The Martins settled into their one-story “fixer-upper,” painting the exterior cornflower blue and revamping the 1950s kitchen with new appliances and a herringbone backsplash behind the countertop. But they stopped short of a more radical renovation: the house lift. A handful of water-wary neighbors had pushed their living quarters eight to 10 feet in the air, adding space for a garage or storage underneath. The couple balked when they learned the cost could exceed the value of their home, which they bought in 2016 for $265,000. Besides, to their knowledge, the house had never severely flooded.
Two floods — and two rounds of ripping out drywall and throwing away sodden carpets and toys — later, the Martins reconsidered. This year, they put down a deposit on the cheapest option for raising their home — $375,000.
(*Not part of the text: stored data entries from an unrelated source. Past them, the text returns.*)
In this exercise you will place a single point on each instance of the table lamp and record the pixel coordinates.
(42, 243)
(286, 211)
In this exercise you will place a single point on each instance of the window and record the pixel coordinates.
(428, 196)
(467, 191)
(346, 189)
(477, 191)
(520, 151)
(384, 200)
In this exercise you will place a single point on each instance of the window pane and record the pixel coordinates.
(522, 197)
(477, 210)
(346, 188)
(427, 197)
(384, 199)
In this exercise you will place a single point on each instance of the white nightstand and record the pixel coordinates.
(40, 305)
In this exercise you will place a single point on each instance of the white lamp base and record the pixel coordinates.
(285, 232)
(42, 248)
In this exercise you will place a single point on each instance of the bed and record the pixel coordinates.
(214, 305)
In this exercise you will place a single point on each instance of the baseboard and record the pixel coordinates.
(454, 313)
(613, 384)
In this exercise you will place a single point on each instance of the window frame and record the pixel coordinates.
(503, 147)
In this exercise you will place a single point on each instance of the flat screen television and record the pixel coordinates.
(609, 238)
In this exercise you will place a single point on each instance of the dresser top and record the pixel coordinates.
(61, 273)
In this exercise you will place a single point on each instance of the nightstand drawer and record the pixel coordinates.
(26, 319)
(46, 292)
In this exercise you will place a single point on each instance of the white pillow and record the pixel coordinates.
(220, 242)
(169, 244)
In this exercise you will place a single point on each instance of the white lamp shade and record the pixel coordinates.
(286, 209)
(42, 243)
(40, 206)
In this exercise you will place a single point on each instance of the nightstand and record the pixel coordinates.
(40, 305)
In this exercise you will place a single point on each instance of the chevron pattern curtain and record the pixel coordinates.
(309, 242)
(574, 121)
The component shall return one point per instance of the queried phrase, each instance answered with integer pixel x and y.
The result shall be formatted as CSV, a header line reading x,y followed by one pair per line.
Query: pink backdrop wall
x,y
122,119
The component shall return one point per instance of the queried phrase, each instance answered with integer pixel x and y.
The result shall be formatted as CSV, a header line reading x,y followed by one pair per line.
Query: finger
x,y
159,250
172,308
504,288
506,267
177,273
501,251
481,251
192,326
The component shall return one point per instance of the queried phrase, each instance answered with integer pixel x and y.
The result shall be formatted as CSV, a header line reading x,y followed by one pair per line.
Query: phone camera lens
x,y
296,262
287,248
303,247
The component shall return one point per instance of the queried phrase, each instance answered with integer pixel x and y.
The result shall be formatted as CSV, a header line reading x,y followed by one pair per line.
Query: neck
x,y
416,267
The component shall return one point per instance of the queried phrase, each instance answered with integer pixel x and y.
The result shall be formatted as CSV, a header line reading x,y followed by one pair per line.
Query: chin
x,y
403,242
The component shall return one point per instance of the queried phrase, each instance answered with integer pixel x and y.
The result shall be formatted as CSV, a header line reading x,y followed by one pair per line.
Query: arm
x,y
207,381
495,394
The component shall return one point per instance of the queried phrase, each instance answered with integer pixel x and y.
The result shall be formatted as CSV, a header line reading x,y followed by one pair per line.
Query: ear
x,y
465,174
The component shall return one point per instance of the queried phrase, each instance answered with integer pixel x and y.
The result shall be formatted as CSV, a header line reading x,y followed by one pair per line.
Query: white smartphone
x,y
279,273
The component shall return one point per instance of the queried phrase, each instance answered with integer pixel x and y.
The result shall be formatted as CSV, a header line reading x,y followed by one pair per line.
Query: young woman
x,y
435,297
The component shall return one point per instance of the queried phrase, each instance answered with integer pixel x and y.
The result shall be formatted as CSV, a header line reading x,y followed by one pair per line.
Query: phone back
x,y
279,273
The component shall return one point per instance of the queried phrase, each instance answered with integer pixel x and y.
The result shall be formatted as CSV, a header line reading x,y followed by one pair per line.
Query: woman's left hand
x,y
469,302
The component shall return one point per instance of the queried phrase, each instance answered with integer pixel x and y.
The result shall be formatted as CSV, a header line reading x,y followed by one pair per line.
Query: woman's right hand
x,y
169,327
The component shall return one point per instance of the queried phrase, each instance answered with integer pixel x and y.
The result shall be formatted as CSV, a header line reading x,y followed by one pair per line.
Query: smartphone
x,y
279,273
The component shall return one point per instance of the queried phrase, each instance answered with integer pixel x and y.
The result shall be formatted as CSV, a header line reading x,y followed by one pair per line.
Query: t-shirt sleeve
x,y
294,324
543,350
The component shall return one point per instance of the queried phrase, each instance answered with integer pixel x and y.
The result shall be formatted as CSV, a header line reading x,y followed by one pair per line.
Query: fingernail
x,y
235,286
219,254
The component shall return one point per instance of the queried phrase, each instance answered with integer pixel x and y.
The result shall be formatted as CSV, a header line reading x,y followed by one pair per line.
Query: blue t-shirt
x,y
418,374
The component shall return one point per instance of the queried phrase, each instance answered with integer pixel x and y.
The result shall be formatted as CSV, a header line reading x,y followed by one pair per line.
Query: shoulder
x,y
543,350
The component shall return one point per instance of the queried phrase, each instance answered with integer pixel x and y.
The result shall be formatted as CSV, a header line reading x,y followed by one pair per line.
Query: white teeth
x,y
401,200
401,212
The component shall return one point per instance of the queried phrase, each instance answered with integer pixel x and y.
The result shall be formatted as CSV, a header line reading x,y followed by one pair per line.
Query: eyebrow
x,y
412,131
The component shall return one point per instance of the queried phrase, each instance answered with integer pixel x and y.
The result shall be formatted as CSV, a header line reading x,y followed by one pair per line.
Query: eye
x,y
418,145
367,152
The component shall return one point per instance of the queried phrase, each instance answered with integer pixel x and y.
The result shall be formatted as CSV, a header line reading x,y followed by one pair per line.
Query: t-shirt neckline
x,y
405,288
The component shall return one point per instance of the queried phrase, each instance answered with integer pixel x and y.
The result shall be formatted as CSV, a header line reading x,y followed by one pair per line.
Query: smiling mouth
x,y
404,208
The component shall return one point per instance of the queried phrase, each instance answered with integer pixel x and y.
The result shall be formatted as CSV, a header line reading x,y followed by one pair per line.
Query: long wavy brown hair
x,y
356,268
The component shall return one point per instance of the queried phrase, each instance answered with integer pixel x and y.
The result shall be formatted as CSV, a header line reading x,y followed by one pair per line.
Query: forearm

Buildings have long been lifted out of nature’s path, especially in the historic quarters of flood-prone cities like New Orleans or Charleston, S.C. A century goes by and a beach erodes or a river bend changes course; then the floodwaters arrive. But as climate change intensifies rainfall and strengthens tropical storms, a newer generation of homes is facing the threat of repeat flood disasters. Whether in Florida, New Jersey or Texas, homeowners are deciding whether to shell out hundreds of thousands of dollars to build up.
In St. Petersburg, a city accustomed to narrow misses from major storms, house lifts were until recently an oddity. Comparisons to shoe boxes remain common, and the revised proportions would not probably fly in an architect’s atelier. But now they’re the norm.